Au-delà des situations de grande vulnérabilité, les parents (et par le fait même, leurs enfants) se retrouvent présentement dans une situation extrêmement anxiogène. Depuis le début de la crise, les centres communautaires famille travaillent fort pour garder un lien avec les parents de la communauté, virtuellement et par téléphone. Chaque semaine, c’est une dizaine de milliers d’appels que reçoivent les différents intervenants communautaires. Il y a certainement une hausse, confirme Marie-Ève Brunet Kitchen, directrice générale de la Fédération québécoise des organismes communautaires famille (FQOCF). Les employés de ces organismes auront d’ailleurs accès à une formation sur la gestion de crise par téléphone, une dynamique complètement différente de ce qui prévaut normalement.

« Dès le début du confinement, nous nous sommes inquiétés pour nos familles plus vulnérables », raconte Mme Brunet-Kitchen. « Rapidement, on a réalisé que le besoin de soutien était beaucoup plus large puisque même les familles qui, en temps normal, ne seraient pas considérées à risque peuvent du jour au lendemain se retrouver dans une situation instable », ajoute-t-elle. Il suffit d’une perte d’emploi, d’avoir un membre de la famille en CHSLD, de vivre une crise d’anxiété pour que tout bascule, illustre-t-elle.

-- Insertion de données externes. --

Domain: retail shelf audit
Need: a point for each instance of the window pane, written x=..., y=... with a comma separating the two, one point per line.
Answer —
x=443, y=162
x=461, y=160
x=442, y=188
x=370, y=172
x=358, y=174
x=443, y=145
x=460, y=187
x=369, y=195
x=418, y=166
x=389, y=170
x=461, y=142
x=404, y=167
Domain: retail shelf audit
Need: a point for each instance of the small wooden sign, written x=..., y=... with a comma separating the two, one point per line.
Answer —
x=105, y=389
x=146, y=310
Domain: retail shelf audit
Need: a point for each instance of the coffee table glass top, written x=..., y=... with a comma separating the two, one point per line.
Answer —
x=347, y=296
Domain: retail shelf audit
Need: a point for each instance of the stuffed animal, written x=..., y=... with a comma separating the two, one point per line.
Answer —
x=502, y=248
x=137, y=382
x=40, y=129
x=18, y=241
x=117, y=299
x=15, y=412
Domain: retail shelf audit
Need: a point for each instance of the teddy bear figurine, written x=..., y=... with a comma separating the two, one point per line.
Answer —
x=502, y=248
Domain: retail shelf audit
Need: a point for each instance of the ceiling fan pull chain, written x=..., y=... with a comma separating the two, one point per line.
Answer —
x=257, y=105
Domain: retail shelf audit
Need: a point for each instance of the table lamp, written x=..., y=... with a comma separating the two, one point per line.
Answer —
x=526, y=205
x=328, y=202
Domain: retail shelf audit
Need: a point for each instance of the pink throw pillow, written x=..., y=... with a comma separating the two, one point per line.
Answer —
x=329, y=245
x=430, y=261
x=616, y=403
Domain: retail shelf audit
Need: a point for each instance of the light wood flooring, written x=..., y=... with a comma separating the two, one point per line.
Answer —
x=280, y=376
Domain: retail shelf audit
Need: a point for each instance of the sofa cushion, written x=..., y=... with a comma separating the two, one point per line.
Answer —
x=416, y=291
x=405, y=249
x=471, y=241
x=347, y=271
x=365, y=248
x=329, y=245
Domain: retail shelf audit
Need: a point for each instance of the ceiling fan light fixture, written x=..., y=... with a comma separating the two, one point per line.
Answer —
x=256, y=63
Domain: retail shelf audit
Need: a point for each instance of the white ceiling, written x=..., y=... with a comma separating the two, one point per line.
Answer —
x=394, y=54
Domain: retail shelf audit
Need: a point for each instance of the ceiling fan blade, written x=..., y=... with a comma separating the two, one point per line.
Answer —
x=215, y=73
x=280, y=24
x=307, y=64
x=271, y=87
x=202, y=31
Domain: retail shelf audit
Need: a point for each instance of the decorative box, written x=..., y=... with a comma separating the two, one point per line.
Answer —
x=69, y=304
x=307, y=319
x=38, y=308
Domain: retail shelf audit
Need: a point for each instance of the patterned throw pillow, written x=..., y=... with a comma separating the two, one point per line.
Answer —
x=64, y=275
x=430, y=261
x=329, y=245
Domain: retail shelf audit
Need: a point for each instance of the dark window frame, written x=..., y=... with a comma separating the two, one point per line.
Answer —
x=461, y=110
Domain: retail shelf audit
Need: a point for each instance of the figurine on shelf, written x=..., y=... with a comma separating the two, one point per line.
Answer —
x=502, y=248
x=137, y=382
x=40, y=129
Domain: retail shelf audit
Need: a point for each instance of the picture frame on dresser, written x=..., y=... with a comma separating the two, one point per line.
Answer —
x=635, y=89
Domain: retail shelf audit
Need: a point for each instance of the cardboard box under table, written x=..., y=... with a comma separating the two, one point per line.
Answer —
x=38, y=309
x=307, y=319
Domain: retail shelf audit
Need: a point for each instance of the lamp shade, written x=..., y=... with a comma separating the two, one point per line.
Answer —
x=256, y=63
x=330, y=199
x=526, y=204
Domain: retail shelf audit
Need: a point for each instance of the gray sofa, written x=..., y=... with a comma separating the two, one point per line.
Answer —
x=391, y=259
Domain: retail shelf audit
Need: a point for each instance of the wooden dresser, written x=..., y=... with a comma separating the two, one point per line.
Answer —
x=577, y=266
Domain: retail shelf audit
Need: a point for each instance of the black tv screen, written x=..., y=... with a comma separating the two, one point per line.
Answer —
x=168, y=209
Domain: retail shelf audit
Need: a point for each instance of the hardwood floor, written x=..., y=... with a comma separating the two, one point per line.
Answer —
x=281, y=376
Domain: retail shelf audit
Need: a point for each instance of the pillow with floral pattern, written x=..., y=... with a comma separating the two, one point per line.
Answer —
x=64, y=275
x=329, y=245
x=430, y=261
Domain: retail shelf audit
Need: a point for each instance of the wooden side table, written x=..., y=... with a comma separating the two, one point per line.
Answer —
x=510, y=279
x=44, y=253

C’est dans cette optique que la ligne d’aide Priorité Parents a vu le jour, une collaboration de la FQOCF et de LigneParents. Grâce à ce service, les suivis peuvent être effectués de manière régulière à plus long terme, avec un accompagnement personnalisé offert par les intervenants des OCF de chaque région, selon les besoins de chaque parent. « On a voulu resserrer le filet de prévention. On s’est dit qu’on ne pouvait peut-être pas soutenir tous les enfants mais que, si un parent demandait de l’aide, on ne peut pas se permettre de l’échapper », explique Mme Brunet-Kitchen.

Après quatre semaines d’activités, les chiffres démontrent que 87 % des utilisateurs de ce service sont des mères, et près de la moitié d’entre elles vient de Montréal et de la Montérégie.

 

Des ressources malgré le peu de ressources

Il est bien connu que les organismes communautaires ne roulent pas sur l’or. Pour compenser la fermeture des écoles, de nombreuses initiatives sont en branle pour garder un contact humain. À Laval, par exemple, les 6-12 ans qui fréquentaient La maison des enfants Le Dauphin peuvent compter sur au moins deux rencontres Zoom par semaine, avec des activités dirigées par leurs intervenants. L’organisme offre également du tutorat privé virtuel gratuit à ces enfants à forte proportion issus de l’immigration récente. 

De nombreuses organisations offrent également le service de répit-poussette. Le concept : promener les enfants en poussette pendant une heure afin d’accorder du répit aux parents. Pour les jeunes, la ligne Jeunesse, J’écoute demeure le seul service de soutien à l'échelle du pays qui est accessible 24/7 pour les jeunes. Les écoles secondaires demeurant fermées et les adolescents ayant de grands besoins émotifs et sociaux, ce service devient d’autant plus essentiel en cette période de crise. 

 

* Jeanne et Marcia préfèrent garder l’anonymat.